『太陽を抱く月』を制作したキム・ドフン監督は、ドラマで特に大事に思っていたことをこう強調している。
「演出する際に大事だったのは、現実と非現実の境界線をぼかすことでした」
これは、どういう意味かと言うと、たとえ架空の物語だとしても正統派の本格時代劇をめざすということだった。
その際にキム・ドフン監督が、主役のキム・スヒョンとハン・ガインと同じように重視したのが、宮中で陰謀をめぐらす大妃(テビ)の役だった。
この役を際立たせるためにキム・ドフン監督は、なんとしても名優のキム・ヨンエの起用にこだわった。
彼女は、ハ・ジウォンが主演した『ファン・ジニ』で厳しい師匠の役を演じて絶賛されたベテラン女優だ。
キム・ドフン監督は三顧の礼でキム・ヨンエのキャスティングを実現させた。
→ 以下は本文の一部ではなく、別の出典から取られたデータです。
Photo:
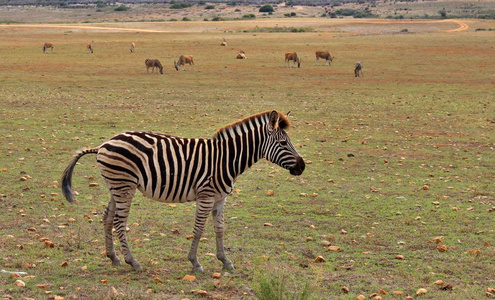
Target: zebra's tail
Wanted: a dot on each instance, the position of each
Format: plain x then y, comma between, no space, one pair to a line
67,175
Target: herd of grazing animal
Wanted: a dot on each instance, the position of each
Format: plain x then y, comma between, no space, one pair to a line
189,59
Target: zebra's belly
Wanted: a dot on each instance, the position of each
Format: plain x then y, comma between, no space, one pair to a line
170,198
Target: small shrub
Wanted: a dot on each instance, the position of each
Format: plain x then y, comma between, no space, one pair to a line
266,8
122,7
181,5
277,289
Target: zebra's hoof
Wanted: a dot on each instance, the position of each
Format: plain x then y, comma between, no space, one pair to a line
198,269
115,261
137,266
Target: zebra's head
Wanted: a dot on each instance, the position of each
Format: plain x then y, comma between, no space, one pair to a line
279,149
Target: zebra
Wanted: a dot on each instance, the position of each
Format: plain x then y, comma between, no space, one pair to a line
46,46
174,169
89,47
153,63
358,68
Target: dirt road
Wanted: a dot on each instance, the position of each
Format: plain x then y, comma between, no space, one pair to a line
200,25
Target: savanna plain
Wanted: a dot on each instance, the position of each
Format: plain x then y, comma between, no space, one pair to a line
398,188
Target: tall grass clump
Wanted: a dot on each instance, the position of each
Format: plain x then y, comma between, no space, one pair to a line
276,288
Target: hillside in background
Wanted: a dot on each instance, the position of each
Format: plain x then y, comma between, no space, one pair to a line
49,11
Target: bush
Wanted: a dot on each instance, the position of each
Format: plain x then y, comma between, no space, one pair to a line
122,8
266,8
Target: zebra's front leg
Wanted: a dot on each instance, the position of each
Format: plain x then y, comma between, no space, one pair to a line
203,208
108,217
218,224
123,205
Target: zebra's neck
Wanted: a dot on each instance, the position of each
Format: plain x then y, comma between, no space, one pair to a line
241,144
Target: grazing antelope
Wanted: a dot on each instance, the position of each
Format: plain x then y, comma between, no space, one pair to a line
172,169
153,63
325,55
89,47
292,56
46,46
358,68
183,60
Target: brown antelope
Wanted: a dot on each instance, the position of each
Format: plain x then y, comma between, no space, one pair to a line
358,68
46,46
325,55
153,63
89,47
183,60
292,56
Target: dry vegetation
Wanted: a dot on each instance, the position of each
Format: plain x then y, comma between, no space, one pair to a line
397,198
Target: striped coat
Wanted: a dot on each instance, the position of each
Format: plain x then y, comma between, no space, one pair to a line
173,169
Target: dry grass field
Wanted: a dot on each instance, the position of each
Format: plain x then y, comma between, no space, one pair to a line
399,175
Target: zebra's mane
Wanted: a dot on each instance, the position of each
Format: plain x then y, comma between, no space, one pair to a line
263,118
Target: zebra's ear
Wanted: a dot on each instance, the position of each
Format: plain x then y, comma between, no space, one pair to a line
274,118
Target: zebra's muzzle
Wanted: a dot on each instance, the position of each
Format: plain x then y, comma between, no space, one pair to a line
298,168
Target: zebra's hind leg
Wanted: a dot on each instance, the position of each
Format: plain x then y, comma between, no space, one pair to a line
123,200
203,209
108,217
218,224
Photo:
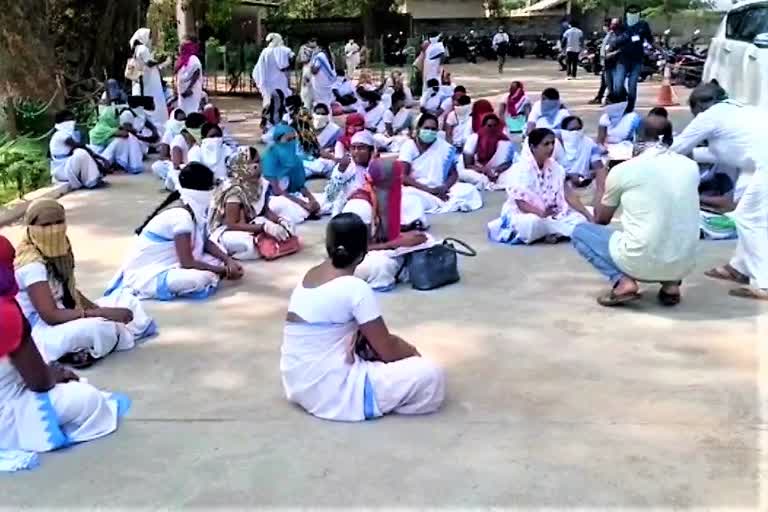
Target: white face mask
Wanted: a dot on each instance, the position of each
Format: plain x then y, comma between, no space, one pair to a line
463,111
198,200
66,127
320,121
571,140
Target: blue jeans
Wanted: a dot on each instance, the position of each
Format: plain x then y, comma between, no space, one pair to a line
592,242
630,73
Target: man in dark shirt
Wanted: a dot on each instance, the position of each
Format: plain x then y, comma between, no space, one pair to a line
630,46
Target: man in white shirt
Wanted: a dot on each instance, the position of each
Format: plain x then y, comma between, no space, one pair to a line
500,45
573,39
658,193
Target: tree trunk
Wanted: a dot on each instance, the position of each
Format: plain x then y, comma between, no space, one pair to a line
185,19
10,117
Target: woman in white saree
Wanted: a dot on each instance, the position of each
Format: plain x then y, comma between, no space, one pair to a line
338,359
431,176
541,204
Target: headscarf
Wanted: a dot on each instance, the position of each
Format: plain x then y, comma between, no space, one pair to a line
10,315
488,138
211,113
479,109
516,100
48,244
105,128
281,160
142,36
274,40
241,186
188,50
353,120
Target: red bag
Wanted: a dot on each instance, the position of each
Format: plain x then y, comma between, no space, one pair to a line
270,248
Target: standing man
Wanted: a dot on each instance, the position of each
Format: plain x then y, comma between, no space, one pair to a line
501,47
306,52
612,30
631,50
573,39
352,56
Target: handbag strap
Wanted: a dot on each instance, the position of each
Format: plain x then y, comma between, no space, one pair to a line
466,251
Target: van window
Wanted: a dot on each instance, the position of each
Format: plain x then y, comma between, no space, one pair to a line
748,23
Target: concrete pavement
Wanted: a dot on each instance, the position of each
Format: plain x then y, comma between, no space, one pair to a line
553,401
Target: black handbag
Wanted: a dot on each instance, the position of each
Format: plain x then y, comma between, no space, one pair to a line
435,266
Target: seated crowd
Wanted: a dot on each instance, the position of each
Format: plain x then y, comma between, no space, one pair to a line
390,163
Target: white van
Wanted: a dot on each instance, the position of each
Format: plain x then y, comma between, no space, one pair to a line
738,54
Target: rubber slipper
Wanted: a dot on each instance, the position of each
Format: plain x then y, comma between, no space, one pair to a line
611,299
726,273
668,299
749,293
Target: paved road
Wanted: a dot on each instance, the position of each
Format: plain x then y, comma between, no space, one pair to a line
553,401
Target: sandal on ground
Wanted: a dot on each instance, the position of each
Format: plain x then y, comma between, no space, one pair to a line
612,299
668,299
727,273
746,292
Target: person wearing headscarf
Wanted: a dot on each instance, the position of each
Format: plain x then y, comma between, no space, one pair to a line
189,77
515,109
43,406
115,143
71,161
734,133
487,155
240,211
283,167
173,255
548,112
540,203
150,83
66,325
270,74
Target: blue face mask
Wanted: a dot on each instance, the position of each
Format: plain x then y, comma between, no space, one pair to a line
427,135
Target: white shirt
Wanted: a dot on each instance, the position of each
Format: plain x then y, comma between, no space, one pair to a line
658,192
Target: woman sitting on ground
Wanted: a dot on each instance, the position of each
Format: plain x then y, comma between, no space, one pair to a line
71,161
284,169
430,172
65,324
355,123
173,255
458,122
487,155
579,155
338,359
548,112
211,151
240,210
616,125
515,109
42,407
541,204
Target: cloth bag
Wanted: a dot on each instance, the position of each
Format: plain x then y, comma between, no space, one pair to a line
436,266
271,248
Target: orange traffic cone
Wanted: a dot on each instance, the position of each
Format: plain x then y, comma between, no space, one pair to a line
666,96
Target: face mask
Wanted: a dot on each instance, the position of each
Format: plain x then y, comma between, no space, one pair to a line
549,107
66,127
571,140
198,200
463,111
427,136
320,121
51,240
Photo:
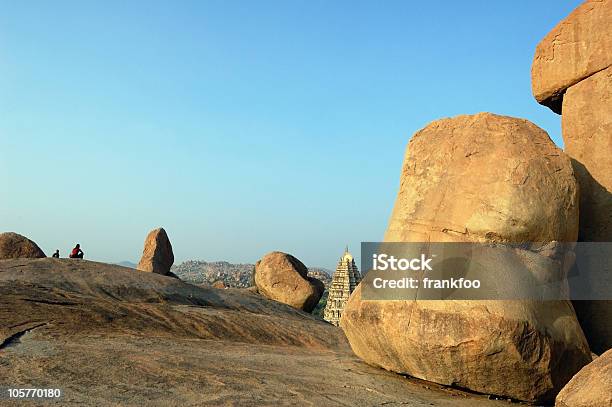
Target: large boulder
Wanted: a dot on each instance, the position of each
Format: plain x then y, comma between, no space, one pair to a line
591,386
480,178
157,256
281,277
576,48
15,246
587,132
実際に彼女は大妃の役にピッタリで、出てくるだけで“何か起こるぞ”という不気味さを漂わせていた(キム・ヨンエは惜しまれながら2017年に亡くなっている)。
この大妃は架空の人物だが、史実では11代王・中宗(チュンジョン)の三番目の正室だった文定(ムンジョン)王后にそっくりだ。
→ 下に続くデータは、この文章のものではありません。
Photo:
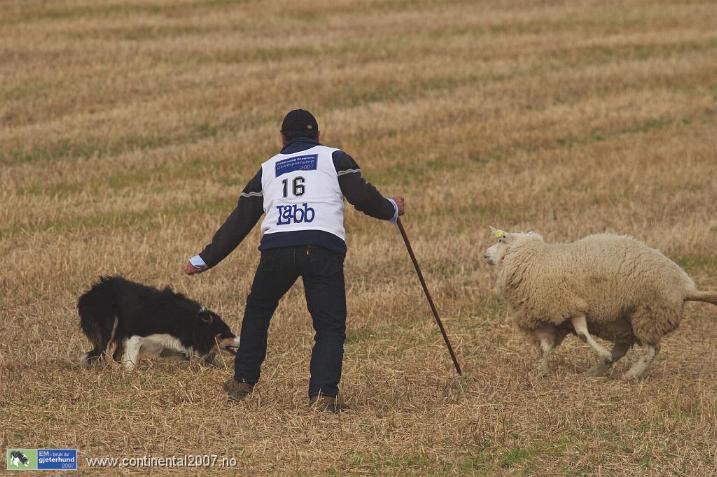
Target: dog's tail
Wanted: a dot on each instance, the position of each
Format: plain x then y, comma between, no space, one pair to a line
707,297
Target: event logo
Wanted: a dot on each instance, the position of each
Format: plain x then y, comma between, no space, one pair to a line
293,214
41,459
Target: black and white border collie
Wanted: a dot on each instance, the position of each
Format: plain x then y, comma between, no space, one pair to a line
143,321
17,458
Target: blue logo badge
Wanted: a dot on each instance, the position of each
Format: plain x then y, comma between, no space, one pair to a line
296,163
293,214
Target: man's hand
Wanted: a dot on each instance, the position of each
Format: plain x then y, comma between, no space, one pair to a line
401,203
190,269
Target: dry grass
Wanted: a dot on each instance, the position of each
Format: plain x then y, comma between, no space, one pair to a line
127,129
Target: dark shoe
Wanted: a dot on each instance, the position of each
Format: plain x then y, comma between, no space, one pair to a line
237,390
327,403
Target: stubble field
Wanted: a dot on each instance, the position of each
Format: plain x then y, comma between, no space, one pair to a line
128,128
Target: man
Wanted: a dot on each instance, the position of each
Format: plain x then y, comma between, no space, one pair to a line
301,191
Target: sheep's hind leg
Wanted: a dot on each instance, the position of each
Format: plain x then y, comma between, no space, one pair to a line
641,364
548,341
618,351
581,328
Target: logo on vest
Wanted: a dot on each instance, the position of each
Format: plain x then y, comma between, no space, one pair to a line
293,214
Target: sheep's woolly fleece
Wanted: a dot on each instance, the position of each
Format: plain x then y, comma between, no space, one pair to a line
605,277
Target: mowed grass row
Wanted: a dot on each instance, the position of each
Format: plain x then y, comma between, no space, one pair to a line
127,130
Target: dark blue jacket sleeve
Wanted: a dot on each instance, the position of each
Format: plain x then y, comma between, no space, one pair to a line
360,193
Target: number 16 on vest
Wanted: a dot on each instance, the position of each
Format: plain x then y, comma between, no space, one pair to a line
293,214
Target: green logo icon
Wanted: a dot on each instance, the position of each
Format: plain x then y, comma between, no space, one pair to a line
21,459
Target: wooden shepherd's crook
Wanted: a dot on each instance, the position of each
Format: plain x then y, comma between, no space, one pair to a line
428,296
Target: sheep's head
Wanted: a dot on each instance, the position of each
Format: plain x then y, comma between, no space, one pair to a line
494,254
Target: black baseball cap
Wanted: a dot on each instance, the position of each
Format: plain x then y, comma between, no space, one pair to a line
299,122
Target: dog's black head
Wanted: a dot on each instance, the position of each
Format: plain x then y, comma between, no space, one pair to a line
212,335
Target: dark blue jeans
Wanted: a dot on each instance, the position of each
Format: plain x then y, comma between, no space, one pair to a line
323,273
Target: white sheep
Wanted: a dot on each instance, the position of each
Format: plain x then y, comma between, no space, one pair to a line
619,288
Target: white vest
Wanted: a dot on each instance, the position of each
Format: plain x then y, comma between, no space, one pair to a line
301,192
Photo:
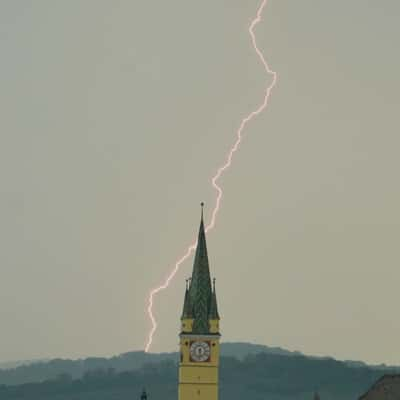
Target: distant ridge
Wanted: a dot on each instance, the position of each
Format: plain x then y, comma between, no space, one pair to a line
37,371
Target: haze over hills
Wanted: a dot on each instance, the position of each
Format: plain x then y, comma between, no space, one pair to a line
257,377
38,371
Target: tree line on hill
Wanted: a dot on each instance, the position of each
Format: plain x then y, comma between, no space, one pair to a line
256,377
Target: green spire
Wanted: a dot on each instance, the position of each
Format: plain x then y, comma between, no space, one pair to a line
214,306
187,304
200,292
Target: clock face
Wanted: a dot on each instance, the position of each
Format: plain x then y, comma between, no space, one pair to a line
200,351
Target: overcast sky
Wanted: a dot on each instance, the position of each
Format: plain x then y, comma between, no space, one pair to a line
114,116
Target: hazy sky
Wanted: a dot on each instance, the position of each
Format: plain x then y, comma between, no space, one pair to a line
114,116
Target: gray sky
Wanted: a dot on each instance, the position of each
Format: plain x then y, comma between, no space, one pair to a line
114,116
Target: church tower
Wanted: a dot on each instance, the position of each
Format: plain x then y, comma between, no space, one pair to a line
199,337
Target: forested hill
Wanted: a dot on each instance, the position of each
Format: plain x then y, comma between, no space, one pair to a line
44,370
257,377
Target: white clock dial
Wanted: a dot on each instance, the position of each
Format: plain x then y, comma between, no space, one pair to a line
200,351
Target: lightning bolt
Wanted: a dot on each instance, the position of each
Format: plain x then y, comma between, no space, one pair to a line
219,173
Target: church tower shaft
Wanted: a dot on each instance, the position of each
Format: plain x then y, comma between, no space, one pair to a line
199,336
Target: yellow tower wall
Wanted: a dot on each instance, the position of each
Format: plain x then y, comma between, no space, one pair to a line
198,380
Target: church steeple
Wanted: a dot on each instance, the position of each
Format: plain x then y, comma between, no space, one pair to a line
199,336
200,293
187,312
214,306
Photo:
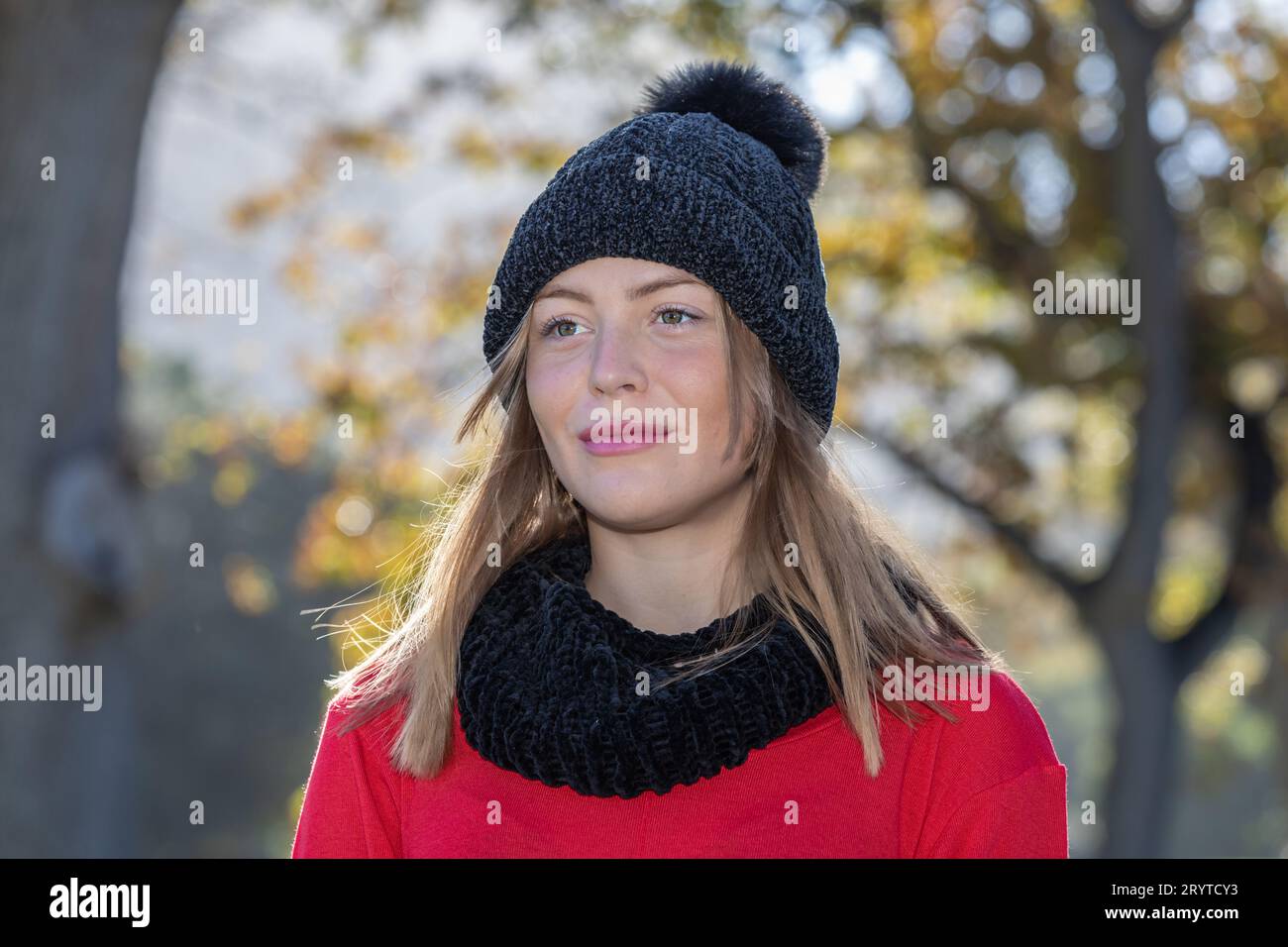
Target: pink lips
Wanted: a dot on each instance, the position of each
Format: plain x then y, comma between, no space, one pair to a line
601,449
歴史的に悪名が高いのだが、文定王后も自分の息子を王にするために策略をめぐらし、朝鮮王朝を大いに混乱させている。
結局、息子が13代王・明宗(ミョンジョン)として即位して、文定王后も強権を持った大妃になっている。
そして、その史実を巧みに使ってキム・ドフン監督は『太陽を抱く月』を本格時代劇に仕上げていったに違いない。